The award will allow CIM, which has mainly operated with part-time support, to bring on a full-time operations manager.

“The impact will be profound because this employee will be able to focus specifically on improving the internal operations of CIM,” Terry says. “It will also help us to become a lot more efficient in how we run the program, interact with our mentors, and track the program. It’s a major benefit and a major win for us.”

Executive Director of the Chicago Biomedical Consortium (CBC), Kathryn Stallcup, says her organization was impressed by the collaborative effort that gave rise to CIM and hopes that the grant will help foster the translation of promising research at each of the CBC universities.
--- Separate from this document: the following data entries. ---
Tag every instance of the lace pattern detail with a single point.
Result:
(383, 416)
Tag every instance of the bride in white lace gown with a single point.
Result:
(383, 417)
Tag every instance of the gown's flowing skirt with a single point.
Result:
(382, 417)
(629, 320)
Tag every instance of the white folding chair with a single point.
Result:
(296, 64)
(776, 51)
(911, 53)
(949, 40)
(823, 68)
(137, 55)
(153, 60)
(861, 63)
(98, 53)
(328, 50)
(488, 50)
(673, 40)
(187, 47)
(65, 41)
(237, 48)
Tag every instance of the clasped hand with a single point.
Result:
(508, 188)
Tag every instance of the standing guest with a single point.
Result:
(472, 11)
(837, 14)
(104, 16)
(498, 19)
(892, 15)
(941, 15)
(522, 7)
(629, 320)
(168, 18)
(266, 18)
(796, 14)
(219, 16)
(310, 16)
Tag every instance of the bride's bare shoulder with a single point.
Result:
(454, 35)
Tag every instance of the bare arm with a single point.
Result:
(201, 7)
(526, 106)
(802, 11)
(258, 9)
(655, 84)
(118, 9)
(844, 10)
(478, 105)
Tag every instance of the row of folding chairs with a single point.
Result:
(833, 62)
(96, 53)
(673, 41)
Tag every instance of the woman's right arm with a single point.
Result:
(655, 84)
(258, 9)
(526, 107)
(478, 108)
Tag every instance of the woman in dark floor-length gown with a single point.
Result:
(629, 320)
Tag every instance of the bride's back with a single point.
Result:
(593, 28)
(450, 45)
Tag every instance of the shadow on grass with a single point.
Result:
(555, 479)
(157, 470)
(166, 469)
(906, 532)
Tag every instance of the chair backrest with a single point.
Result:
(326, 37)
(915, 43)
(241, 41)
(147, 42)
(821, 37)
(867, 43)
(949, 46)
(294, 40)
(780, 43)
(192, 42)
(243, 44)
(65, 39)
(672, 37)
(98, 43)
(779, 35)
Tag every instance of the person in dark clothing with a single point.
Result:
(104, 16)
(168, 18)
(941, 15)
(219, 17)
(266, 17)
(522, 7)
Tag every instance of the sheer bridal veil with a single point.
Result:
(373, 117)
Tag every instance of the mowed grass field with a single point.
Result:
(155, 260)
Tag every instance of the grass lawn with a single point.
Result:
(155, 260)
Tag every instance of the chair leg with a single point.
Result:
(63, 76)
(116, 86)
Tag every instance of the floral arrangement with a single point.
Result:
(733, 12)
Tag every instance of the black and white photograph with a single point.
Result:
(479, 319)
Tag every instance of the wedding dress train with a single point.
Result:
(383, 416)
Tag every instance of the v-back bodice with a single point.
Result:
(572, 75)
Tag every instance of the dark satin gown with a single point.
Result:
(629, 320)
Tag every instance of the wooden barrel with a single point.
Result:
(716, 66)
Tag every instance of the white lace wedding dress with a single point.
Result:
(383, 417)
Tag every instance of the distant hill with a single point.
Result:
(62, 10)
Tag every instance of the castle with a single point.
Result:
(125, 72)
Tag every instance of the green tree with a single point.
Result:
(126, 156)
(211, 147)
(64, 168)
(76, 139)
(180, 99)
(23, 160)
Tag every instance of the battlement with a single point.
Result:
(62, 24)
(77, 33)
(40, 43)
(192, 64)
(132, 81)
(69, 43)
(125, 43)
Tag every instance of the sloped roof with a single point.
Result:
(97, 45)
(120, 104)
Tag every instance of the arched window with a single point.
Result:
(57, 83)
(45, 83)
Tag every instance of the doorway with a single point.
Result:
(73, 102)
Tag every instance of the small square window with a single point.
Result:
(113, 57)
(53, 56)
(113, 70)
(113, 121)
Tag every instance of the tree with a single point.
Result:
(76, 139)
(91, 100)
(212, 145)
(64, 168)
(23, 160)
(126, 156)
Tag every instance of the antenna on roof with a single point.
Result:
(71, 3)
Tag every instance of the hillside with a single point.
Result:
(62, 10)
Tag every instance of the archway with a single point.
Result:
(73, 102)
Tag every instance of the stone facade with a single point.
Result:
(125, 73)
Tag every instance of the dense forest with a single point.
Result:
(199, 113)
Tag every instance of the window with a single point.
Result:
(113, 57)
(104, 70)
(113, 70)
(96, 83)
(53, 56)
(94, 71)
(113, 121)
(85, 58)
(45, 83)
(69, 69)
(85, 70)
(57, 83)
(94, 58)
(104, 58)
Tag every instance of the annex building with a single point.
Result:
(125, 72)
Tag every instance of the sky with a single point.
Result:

“The CBC anticipates that CIM will continue to match entrepreneurial faculty at each campus with experienced mentors,” she says. “The ideal outcome will be the launch of several companies that will translate research discoveries into new biotech companies; companies that, we hope, will be established here in the Chicago area.”

Like the Chicago Innovation Mentors, CBC was established to stimulate collaboration among scientists at Northwestern University, the University of Illinois at Chicago, and the University of Chicago to support biomedical research.

“Innovation is a great driver of the global economy,” Stallcup says. “While the CBC is focused on the Chicago area, breakthroughs in biomedicine can certainly have worldwide health impacts. It would be wonderful for Chicago to build an international reputation as a center of science-based innovation.”